You say it with a lightness
that ignores every stare
my fearless sister walks under.

You say it with a lightness
that ignores the boy in my sister’s class
who bruises his temples with his fists
because he is frustrated hunting words
his tongue doesn’t understand how to form:
words like “toothpaste” and “basketball” and
“I don’t know how to tell you my body hurts.”

You say it with a lightness
that ignores the boy in my sister’s class
who dies at twenty-two because his body
was born stamped with an expiration date
sooner than yours and
you say it with a lightness
that ignores my exhausted mother
trying to tell my sister what death is.

You say it with a lightness
that ignores everything else my sister is:
her love of rocking chairs and dancing,
fleece sweaters and Mexican food;
her fear of thunderstorms
and the sound of people fighting.

You abuse the word.

You do not know better
than to disrespect its weight,
but I hope,
after years and years of work,
you too will learn.

This poem was originally published under the pen name Gabriel Gadfly.

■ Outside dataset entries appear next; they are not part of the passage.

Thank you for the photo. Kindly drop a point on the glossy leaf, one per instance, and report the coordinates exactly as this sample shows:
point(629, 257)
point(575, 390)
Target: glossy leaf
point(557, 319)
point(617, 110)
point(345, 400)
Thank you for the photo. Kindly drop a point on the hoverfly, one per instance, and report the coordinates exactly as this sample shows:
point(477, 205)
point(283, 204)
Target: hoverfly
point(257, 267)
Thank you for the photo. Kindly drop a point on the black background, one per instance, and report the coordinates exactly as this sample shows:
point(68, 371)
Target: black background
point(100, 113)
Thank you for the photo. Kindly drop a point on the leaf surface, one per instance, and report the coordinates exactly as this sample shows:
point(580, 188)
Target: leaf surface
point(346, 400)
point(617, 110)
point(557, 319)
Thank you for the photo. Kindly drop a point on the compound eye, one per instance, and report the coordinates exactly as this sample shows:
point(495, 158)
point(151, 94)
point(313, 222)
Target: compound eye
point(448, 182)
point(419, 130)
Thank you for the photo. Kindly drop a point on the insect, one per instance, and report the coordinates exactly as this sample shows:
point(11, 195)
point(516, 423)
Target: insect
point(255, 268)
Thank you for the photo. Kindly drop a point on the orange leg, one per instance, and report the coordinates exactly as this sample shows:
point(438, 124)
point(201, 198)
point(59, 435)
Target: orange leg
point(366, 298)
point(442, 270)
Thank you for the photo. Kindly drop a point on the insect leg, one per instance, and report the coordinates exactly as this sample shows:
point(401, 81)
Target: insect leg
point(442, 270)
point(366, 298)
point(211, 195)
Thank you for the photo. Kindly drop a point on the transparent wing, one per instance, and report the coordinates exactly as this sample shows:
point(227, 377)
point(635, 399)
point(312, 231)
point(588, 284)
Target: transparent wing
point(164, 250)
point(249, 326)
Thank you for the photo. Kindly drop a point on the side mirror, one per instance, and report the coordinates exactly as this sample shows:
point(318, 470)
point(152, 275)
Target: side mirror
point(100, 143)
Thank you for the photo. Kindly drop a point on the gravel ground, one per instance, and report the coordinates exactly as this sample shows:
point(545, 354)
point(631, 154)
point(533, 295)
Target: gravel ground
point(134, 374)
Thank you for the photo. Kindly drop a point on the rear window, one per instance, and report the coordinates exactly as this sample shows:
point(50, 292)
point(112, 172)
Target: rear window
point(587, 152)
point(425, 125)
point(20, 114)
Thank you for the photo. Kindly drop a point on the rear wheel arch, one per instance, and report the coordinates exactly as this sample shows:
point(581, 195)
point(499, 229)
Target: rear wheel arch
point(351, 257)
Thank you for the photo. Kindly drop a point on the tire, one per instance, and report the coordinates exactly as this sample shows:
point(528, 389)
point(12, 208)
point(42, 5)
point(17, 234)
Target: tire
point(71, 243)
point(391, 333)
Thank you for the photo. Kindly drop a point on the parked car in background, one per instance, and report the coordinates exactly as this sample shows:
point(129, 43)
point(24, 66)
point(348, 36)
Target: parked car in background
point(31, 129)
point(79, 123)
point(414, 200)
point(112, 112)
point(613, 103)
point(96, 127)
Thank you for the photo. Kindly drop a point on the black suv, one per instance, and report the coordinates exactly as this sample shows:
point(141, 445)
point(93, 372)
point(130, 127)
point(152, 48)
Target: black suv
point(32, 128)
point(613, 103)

The Bones of Neruda and a Red Pomegranate

I read on the news
that they are pulling up Pablo.
His bones, at least, and the coffin dust
and whatever else is in
the bottom of that Chilean box.

You have put on your apron
and are peeling the jewels
out of the last red pomegranate
of the season. The sun sneaks
through the window
to play gold in your hair.
You do not care about dead poets,

only the ones whose hearts
still thump beneath their ribcages,
but I tell you about Neruda’s bones
anyway. His driver says he was poisoned
and they are pulling him up to see
if you can poison the poetry
out of the marrow of a man
swallowed up by it.

I tell you this, but you are not listening,
and you pop a tiny blood aril
into your mouth, a tart-sweet gem
the taste of which you pass in a kiss.

With juice and you on my tongue,
I give up on telling you about Neruda.
You already know what poetry tastes like.